Segundo o encarregado da polícia no Executivo de Morales, isso não se conseguirá somente usando as forças armadas. "Vamos nacionalizar a luta contra o narcotráfico, os métodos e as estratégias serão decididas pelos bolivianos, não admitiremos ingerências", explica Rada, e acrescenta: "Não nos fechamos à participação da comunidade internacional; a única coisa que pedimos é que se respeite a soberania nacional".
A opinião de Rada contrasta com o mal humor dos que operam contra o narcotráfico e consideram que a rede criada durante mais de três décadas pela agência americana foi praticamente para o ralo em 90 dias. "Nenhum país tem a capacidade logística da DEA. Desde que os expulsaram, seus antigos delatores tentam contatar as agências européias", explicam fontes policiais estrangeiras que atuam na Bolívia. "Ninguém trabalha como os americanos, muito poucos pagam por informações, a não ser que sejam muito relevantes", acrescentam as mesmas fontes.
O número de fábricas de cocaína que a Força Especial de Luta contra o Narcotráfico boliviana apreendeu com apoio da DEA, segundo a agência americana, aumentou para 6.535 em 2008, 950% a mais desde 2000, quando foram apreendidas 622.
Apesar desses dados, também há quem reduza seu entusiasmo. "A DEA não estava tão preocupada como pode parecer em erradicar o cultivo da coca. Eles têm detectado perfeitamente que o destino da cocaína é a Europa, e apenas 2% vão para os EUA", afirma um dirigente estrangeiro que trabalhou nos últimos cinco anos na Bolívia. Durante esse tempo, insiste, "a DEA afrouxou muito a tensão na luta contra o narcotráfico".
No relatório anual sobre narcotráfico, o Departamento de Estado dos EUA expressa sua preocupação pela crescente influência dos cartéis colombianos e mexicanos na Bolívia.
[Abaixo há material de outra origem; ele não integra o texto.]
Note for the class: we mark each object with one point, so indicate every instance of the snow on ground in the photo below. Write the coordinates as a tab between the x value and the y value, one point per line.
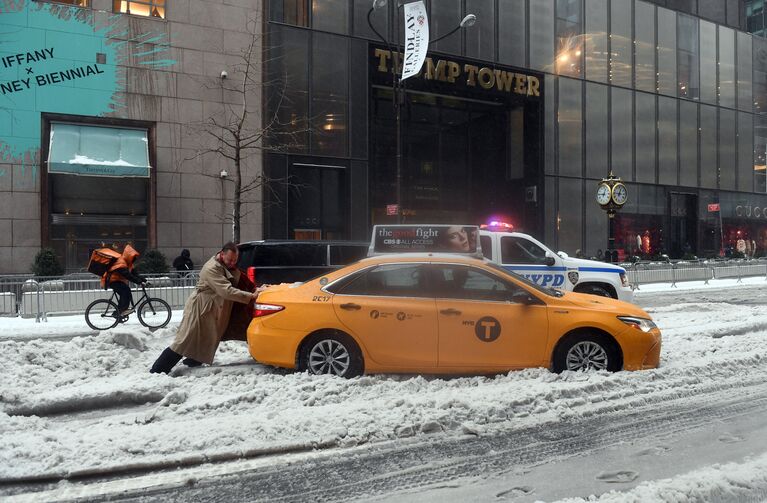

Por que Morales decidiu expulsar a DEA? O governo baseia seus argumentos na "ingerência" dos funcionários americanos que, segundo Rada, "se intrometeram para desestabilizar" o Executivo de Morales. Há quem acredite que a razão corresponde mais a uma estratégia política. "Evo está mais pendente da ideologia bolivariana do que das consequências que possa ter esse alinhamento" com países como Venezuela ou Equador, denuncia o deputado opositor Rodrigo Paz.
Evidenciando a dialética típica da política, um dos motivos de maior peso é que Morales é o líder das seis federações de cocaleros do país, que representam uma rede com muito poder nas bases do MAS, o partido do presidente. "Nunca houve na Bolívia um projeto tão bem-sucedido quanto o dos cocaleros, que conseguiram elevar ao mais alto um dos seus", opina o dirigente estrangeiro.